Plastalliance

Competitiveness of the plastics industry: Mario Draghi's report on European sovereignty

• January 8, 2026 • by Joseph TAYEFEH
Competitiveness of the plastics industry: Mario Draghi's report on European sovereignty
Circular plastic, a lever for industrial sovereignty: Draghi sets out Europe's priorities.
Important texts can be recognized by one thing: they arrive quietly, but they structure everything that follows.

Mario Draghi's report on European competitiveness published in September 2024, and more specifically its "Part B," was not intended to be a sectoral manifesto, let alone a militant document. And yet, it is becoming the intellectual basis for many decisions taken or in preparation in Brussels, particularly on the circularity of plastics.

That is why I described this report as the European Commission's "compass of compasses" during a conference in Brussels where I was invited to speak (video below).

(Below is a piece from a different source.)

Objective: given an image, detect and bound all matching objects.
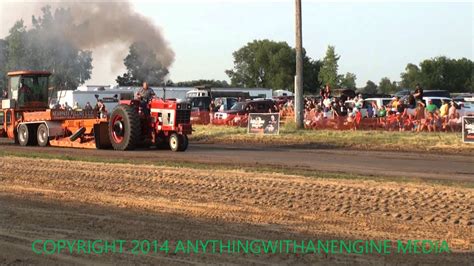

Not because it dictates every measure, but because it sets a new course: that of realistic circularity, which can be industrialized and is compatible with a Europe that does not give up on manufacturing.

 

A clear distinction in terms of GHG emissions

The Draghi report deserves credit for setting the record straight regarding the direct carbon impact of our production. It explicitly distinguishes the "Rubber and Plastics" sector from the four most energy-intensive industries (chemicals, base metals, non-metallic minerals such as glass or cement, paper and wood).

The plastics industry therefore emits less greenhouse gases (GHG) than all of these industries, both in absolute terms and in relation to the sector's added value. This is not a personal opinion of Mario Draghi or the plastics industry. It is a documented and accepted fact.

This factual reminder is essential. It directly contradicts the widespread narrative that the plastics industry is, by nature, one of the biggest contributors to climate change in European industry. Reducing GHG emissions will not be achieved by reducing European plastics manufacturing. For an industry where some spend their time justifying themselves, this point is a game changer.

Overcoming the misconception of "decarbonization"

The Draghi report provides a major conceptual clarification that many have pretended to ignore until now: plastic is a carbon-based material. By design. By definition. By chemistry.

Therefore, talking about "decarbonizing" plastic is nonsense. And Mario Draghi says it explicitly: the challenge is not to eliminate carbon, but to reduce dependence on fossil fuels as a raw material.

Even today, a large proportion of the plastics produced in Europe are based on fossil resources. The report does not deny this fact. It draws a strategic conclusion: the future of the sector lies in defossilization, where possible. To achieve this, recycling and the emergence of a truly unified market for secondary raw materials, along with the use of bio-based solutions that are relevant for certain applications, will undoubtedly enable us to succeed.

This semantic shift is far from insignificant. It confirms, in black and white, what Plastalliance has been saying for years: the problem is not plastic itself, but the supply model.

A realistic assessment of the recycling economy

Mario Draghi openly admits that plastic recycling does not currently have a strong business case.
The report clearly identifies these obstacles:

– Virgin material remains cheaper, even when the price of carbon is included.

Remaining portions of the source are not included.